I was tempted to keep procrastinating till it became totally pointless to even try and get my head around the idea of reviewing the… er, experience. But a couple of raggedy stray thoughts ‑ about touring actors in particular and high‑brow theater in general ‑ began rummaging through my garbage bins of deep memory and fishing out and sniffing the putrid remains of my own intellectual pretensions.
Don’t get me wrong. William Gluth was good. Very good indeed. It was a treat to watch the man in action, He knew his stuff, William did. And you could tell he was relishing every moment of his own incredible proficiency as an actor. Only a very dedicated and dynamic narcissist would put so much effort into lounging and strutting about on stage for over an hour in a seedy suit and a pair of silver‑rimmed shades, spouting a heady blend of literary erudition and rudeness from a moribund Greco‑Roman tradition.
I, Cyclops is, by any measure, a very verbose play written by Robert McNamara (not to be confused with the former U.S. Secretary of Defense). It’s exactly the sort of egghead fare that might have found a receptive audience in Georgetown University’s drama department or among final‑year acting students at NIDA.
The epic monologue was originally entitled I, Polyphemus or Dead in the Head: an Ancient Fable with a Modem Sense. Now, as everyone knows, Polyphemus is the dull‑witted cyclops blinded by Ulysses in Homer’s Odyssey. Every cultured person has at least heard of Homer, and not merely in the context of The Simpsons.
A cyclops named Polyphemus? The cyclops were a mythical race of giants with a single prominent eye. Legendary dickheads, you could say. “Polyphemus” means “spoken of by many” or perhaps even “multilingual” which suggests to me that Homer might have been hallucinating monster TV sets.

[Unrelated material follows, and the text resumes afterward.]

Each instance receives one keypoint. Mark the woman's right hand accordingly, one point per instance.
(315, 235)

If you want to put an Orwellian twist on everything, Polyphemus could even allude to a global espionage network. Was that why Gluth togged himself up like some jaded spy in a Graham Greene novel? He last performed I, Cyclops at La Mama in Melbourne. I wonder if there were lots of Greeks in the audience.

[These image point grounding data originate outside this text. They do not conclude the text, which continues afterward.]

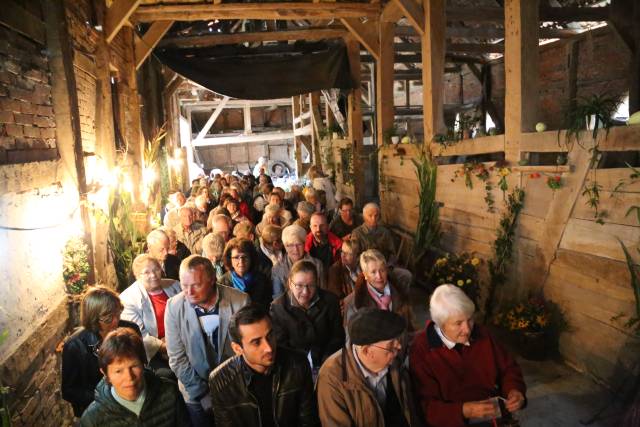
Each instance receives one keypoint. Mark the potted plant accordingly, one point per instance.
(390, 135)
(535, 325)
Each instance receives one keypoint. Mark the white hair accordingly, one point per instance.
(370, 206)
(156, 236)
(448, 300)
(293, 233)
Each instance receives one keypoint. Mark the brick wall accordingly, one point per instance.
(603, 66)
(27, 127)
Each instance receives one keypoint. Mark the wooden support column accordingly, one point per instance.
(297, 144)
(316, 123)
(144, 45)
(634, 72)
(384, 81)
(354, 120)
(117, 15)
(521, 72)
(433, 51)
(67, 117)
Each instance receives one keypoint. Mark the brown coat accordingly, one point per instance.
(360, 298)
(345, 399)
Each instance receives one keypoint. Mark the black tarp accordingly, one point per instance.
(245, 75)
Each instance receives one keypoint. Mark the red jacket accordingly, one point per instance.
(444, 379)
(334, 241)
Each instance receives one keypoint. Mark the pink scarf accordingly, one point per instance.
(383, 301)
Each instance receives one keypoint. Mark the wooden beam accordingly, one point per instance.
(67, 117)
(392, 13)
(521, 72)
(144, 46)
(414, 14)
(496, 14)
(288, 11)
(19, 19)
(433, 55)
(354, 119)
(384, 82)
(117, 15)
(365, 33)
(255, 37)
(205, 129)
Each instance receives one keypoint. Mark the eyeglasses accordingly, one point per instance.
(300, 288)
(394, 347)
(294, 245)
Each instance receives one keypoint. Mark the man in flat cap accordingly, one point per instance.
(365, 383)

The Odyssey has thus far been read from a Grecocentric perspective. The great Greek hero Ulysses outsmarts Polyphemus at every turn, getting him drunk and blinding his all‑seeing eye with a burning stake. Now, at last, Polyphemus gets his turn on stage. Listen to his drunken lament, his Rabelaisian tale of woe. Commiserate, if you can, with his cyclopean downfall. Poor Polyphemus, all he wants is someone to pat him on the back while he rants and raves and scratches his balls.

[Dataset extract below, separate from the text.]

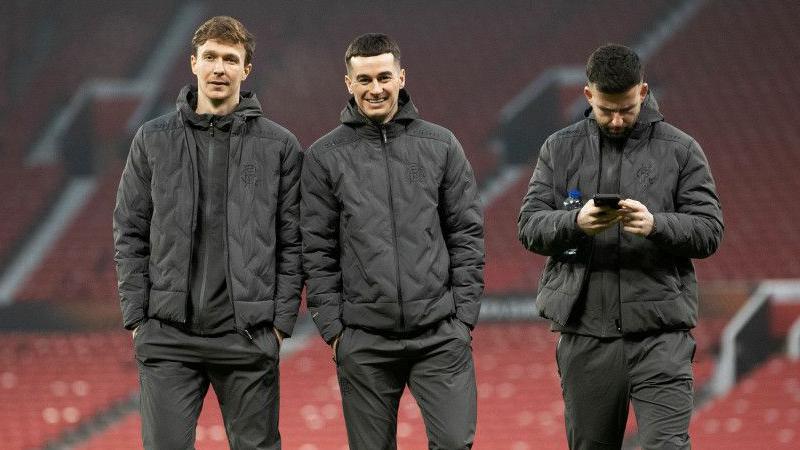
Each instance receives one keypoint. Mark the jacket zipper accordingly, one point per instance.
(243, 331)
(385, 141)
(193, 225)
(209, 168)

It was indeed invigorating to be caught up in this crisply articulate and twisty yarn spun by an intelligent and supremely confident actor, but I couldn’t help wondering why some people would go to such lengths to impress. Why do such in‑grown academic exercises in theatrical esotericism continue to get written and performed? Because it’s sheer bloody hard work, I expect. And because, being so goddamn uncommercial, it simply has got to be High Art.
Aye, William, it was all worthwhile, I’m sure.